I take James' admonition--"Therefore confess your sins to one another, and pray for one another, so that you may be healed."--to be in keeping with all biblical instruction concerning confession of sin. Confess your sins within as wide a circle as your sins are known. If known to you and to God alone, confess your sin to God alone. If your sin is a thought known to you and to your wife and to God alone, confess your sin to your wife and to God alone. If your sin is publicly known, as in your church, confess your sin before the church. If your sin, though known to you and to God alone, entails other people, such as theft or swindling, confession to God alone is hardly proper. Confession of the sin to those wronged is also necessary.
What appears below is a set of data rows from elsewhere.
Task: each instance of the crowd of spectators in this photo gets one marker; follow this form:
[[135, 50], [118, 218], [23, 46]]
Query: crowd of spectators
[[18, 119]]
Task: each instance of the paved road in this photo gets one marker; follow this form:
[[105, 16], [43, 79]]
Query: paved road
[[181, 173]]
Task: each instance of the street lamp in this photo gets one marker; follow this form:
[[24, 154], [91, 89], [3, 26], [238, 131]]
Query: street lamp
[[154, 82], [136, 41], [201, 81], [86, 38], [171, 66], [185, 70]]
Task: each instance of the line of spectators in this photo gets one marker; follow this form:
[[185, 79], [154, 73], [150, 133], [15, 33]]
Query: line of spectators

Of course, restitution and reconciliation must also take place.

Surely, James is not suggesting, as many Christians assume, that we are simply to go up to one another and "spill our guts," confessing intimate details to people who have no knowledge of our sins until we spew out the bilge upon them, and that we must be prepared to accept the bilge that others may spew upon us.

James, the brother of our Lord, reflects intimate knowledge of Jesus' teaching throughout his letter. Hence, it is unthinkable that James' admonition of 5:16 does anything but assume that his readers already know quite well that confession of sin is a sacred duty that is to be done within its proper spheres, within the sphere of knowledge of the sins to be confessed.
How about the modern popularity of "accountability partners?" Any thoughts there, in reference to confession of sin, public and private?

Wow! Here's another question I addressed in 1995. This notion of "accountability partners" derives from modern psychology/psychotherapy. It creates an artificial relationship, a kind of therapist-patient relationship.

Again, confession of sin is to be done in the presence of those against whom I have sinned, who have observed my sin, who have received knowledge of my sin because I failed to confess promptly, or whom my sin directly affects. "Accountability partners" is a Protestant substitute for the Father Confessor of the Roman Catholic Church. Instead of seeking "accountability partners" we ought to seek Christian friends for all the right reasons we should seek friends, but not for the purpose of using them as Confessors.
And of course, follow up to all those questions: why/how?

I hope that my responses explain why/how.

Pilgrim said...

Didn't mean for them to be softballs. :-) I wouldn't have been surprised had you replied, "None of the above, Joe, but rather..." followed by something of which I'm unaware. I've never had a conversation with you on these matters, so I thought it'd be a good time to hear you on it.

Your observation that they fled to psychology/psychotherapy was keen, and it unveils a sad irony: it may have actually been the Holy Spirit pursuing them, yet they fled from him as though he were an enemy, fled from him into the arms of a true enemy, comforted by false saviors offering a falsely eased conscience.